Confused-luckily I have my parents and extended family nearby and we've already had a good Thanksgiving with the kids with the "clan" (minus STBXW) so I'm down one major holiday. I'm also doing IC (individual counseling) and have good friends from our church that I've been able to speak with. I'm still keep this pretty quiet though as we are still living together (maybe that's denial). I would suggest IC for an objective take for you.

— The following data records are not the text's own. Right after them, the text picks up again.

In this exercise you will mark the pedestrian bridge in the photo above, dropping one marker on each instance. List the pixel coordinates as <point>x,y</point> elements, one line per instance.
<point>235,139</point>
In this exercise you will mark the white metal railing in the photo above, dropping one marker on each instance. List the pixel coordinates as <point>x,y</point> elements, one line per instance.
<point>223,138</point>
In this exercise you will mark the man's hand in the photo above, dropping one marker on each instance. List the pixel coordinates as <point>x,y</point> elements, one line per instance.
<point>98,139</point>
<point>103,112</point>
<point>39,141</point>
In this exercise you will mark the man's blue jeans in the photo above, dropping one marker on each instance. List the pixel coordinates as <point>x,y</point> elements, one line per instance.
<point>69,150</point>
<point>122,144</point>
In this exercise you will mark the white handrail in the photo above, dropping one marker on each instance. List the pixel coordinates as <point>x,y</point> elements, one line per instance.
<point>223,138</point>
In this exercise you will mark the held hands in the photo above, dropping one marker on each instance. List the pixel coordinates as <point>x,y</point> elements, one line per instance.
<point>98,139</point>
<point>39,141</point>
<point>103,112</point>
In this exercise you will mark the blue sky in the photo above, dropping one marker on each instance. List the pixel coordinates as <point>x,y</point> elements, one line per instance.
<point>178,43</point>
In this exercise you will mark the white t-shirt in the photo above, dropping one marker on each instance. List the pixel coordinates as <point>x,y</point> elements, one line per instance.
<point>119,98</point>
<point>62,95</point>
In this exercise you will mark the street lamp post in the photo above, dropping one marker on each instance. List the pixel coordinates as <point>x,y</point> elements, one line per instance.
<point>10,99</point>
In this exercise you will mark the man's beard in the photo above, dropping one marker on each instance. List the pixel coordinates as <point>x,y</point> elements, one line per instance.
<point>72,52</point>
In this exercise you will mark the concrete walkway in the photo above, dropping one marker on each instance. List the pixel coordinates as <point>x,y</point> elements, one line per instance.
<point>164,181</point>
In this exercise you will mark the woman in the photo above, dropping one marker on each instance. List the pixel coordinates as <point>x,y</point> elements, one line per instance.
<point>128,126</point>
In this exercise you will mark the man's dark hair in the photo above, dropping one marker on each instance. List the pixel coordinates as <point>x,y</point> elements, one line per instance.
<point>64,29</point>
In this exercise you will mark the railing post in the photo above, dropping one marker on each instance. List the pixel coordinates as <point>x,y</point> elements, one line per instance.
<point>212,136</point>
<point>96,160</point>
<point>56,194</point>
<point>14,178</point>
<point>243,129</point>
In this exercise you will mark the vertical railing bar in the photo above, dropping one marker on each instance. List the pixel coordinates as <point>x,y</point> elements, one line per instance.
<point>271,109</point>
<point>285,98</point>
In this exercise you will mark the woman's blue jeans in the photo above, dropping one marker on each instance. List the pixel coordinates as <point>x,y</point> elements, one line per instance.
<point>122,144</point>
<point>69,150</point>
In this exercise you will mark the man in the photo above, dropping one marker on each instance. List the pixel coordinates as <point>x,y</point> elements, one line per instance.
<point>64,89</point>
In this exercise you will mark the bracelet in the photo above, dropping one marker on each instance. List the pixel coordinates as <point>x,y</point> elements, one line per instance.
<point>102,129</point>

Talk about the pain! I felt almost physically immobilized for several days. She drops this on me and takes off for a work trip for 2 weeks and I'm having to get the kids to school, do homework, etc and could barely function. I went on anti-anxiety meds which have helped tremendously and after about 5 weeks began to feel human again.

We are in the stages of beginning to discuss a custody agreement. She wants 50/50 as we are both very hands on, involved parents, and have travel schedules. I will be getting residential custody as I'm keeping the house and will be going for final decision-making authority. Th upcoming weeks will not be pleasant but my attorneys take is that she caused this instability with her actions.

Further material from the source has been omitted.